La Skoda Octavia en tête du segment

Question positionnement prix, Skoda assomme littéralement la concurrence, et ce, d’autant plus facilement que, depuis quelque temps, les représentantes du segment D se prêtent volontiers au jeu de la montée en gamme, plutôt que d’offrir des versions visant à populariser leurs prestations. Désormais, dans le domaine des familiales, l’envie de premium n’est jamais loin.
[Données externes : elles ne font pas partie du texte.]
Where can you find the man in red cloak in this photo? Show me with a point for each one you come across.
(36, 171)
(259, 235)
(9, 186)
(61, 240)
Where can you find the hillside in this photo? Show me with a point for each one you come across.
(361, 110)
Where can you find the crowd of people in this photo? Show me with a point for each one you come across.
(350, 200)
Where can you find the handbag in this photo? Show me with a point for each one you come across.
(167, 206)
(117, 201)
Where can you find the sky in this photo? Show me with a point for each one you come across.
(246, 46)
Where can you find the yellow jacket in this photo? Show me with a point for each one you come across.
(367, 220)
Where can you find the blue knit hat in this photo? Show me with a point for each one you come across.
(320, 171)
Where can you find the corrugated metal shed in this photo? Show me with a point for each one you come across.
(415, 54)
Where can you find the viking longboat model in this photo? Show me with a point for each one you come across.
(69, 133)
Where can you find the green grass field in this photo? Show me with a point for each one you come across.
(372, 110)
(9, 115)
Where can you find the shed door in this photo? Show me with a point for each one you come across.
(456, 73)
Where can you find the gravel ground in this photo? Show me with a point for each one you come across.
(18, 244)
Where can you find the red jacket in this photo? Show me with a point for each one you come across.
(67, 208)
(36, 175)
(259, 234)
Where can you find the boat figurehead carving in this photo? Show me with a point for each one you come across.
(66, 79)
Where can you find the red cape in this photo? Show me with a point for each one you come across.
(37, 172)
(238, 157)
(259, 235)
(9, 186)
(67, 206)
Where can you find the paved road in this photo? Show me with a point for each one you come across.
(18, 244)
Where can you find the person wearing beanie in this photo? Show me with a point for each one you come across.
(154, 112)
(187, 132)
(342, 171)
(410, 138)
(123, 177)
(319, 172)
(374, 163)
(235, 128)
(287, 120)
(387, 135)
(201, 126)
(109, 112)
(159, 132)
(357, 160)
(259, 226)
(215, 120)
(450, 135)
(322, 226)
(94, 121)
Pour le vérifier, il suffit de consulter les catalogues de quelques grands noms de la catégorie.

La Renault Talisman incarne à la perfection cette ambition. En remplaçant tout à la fois la Laguna et la Latitude, défunte grande routière du Losange, elle se laisse pourtant approcher à un tarif qui peut paraître attractif, à savoir 27 900 euros en exécution Life associé au dCi 110 ch pour un remarquable 95 g ; sa très attendue déclinaison Estate débute ainsi sa carrière à 29 100 euros, toujours en dCi 110 ch, pour des émissions qui sont à peine supérieures (98 g).
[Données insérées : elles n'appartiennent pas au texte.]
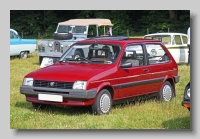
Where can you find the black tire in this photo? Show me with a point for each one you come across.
(62, 36)
(23, 55)
(103, 103)
(166, 92)
(40, 59)
(38, 106)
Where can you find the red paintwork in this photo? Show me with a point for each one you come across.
(101, 75)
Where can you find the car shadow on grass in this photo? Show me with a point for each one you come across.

Sa rivale toute désignée chez Peugeot, la très statutaire 508, la talonne de près avec une configuration Access à 28 150 euros, accompagnant les 120 ch du 1.6 BlueHDi enregistrée à 99 g.

Afin d’achever sa carrière en beauté, la vénérable Citroën C5 a décidé de se faire plaisir en ne côtoyant plus que des motorisations BlueHDi en 150 et 180 ch (respectivement à 111 et 114 g). Ce qui mène à débourser au minimum 31 400 euros pour apprécier son légendaire confort (33 600 euros en break Tourer).
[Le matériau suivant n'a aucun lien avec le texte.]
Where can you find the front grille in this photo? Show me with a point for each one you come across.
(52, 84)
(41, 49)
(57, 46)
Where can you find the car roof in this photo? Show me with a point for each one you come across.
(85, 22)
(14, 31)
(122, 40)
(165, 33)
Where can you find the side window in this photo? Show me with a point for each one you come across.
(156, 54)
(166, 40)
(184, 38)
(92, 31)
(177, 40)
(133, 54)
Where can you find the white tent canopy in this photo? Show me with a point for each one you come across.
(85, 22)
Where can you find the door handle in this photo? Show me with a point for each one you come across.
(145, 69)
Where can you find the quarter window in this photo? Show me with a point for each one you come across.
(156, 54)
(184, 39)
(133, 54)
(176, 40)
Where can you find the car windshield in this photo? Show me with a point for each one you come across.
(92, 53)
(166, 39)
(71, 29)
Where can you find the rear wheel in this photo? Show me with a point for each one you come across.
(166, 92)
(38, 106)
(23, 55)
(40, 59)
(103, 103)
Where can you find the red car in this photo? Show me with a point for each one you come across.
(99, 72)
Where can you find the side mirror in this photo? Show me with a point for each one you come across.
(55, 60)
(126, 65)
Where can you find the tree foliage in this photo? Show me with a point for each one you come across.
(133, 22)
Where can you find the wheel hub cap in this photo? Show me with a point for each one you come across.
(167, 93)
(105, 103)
La compétitivité de Renault et Peugeot se vérifie à la lecture des tarifs d’entrée de gamme pratiqués par d’autres best-sellers du marché européen.

Golf, Mondeo, i40 : faites votre choix !

Ainsi, chez Volkswagen, éternelle référence accessoirement auréolée d’un titre de « Voiture de l’année » en 2015, la Passat avance sa très efficiente version BlueMotion en 1.6 TDI 120 ch enregistrée à 95 g, en échange de 29 030 euros. À juste titre, sa très accueillante variante SW s’avère la plus courtisée sur le marché ; elle aussi est étalonnée à 95 g en BlueMotion. Son prix : 30 320 euros.

Dans le segment des familiales, la très élégante Mondeo est accessible à partir de 29 200 euros en TDCi 120 ch à 104 g. Pour sa déclinaison break SW, il faudra débourser un millier d’euros supplémentaires.La très élégante Ford Mondeo est accessible à partir de 29 200 euros en TDCi 120 ch à 104 g ; sa déclinaison SW nécessite un millier d’euros supplémentaires. La Hyundai i40, qui a revu sa copie l’an dernier, a aussi choisi de faire débuter ses tarifs à 29 200 euros en berline (30 400 euros en Sport Wagon) dans une configuration 1.7 CRDi 115 ch Blue Drive à 110 g en finition Intuitive.

Avec son 1.6 CDTi 120 ch à 104 g, l’Opel Insignia n’est pas très loin, avec 29 590 euros en Edition. Les bienfaits de l’écolabel ecoFlex peuvent réduire les émissions de ce vaste vaisseau à 99 g ; il en coûte alors 32 510 euros en finition Cosmo.

Concluons ce tour d’horizon des meilleures propositions parmi les familiales avec la Mazda6 qui aligne dans la bataille les 150 ch de son 2.2 Skyactiv-D à 104 g, avec la particularité de s’afficher à 31 000 euros en berline comme en Wagon.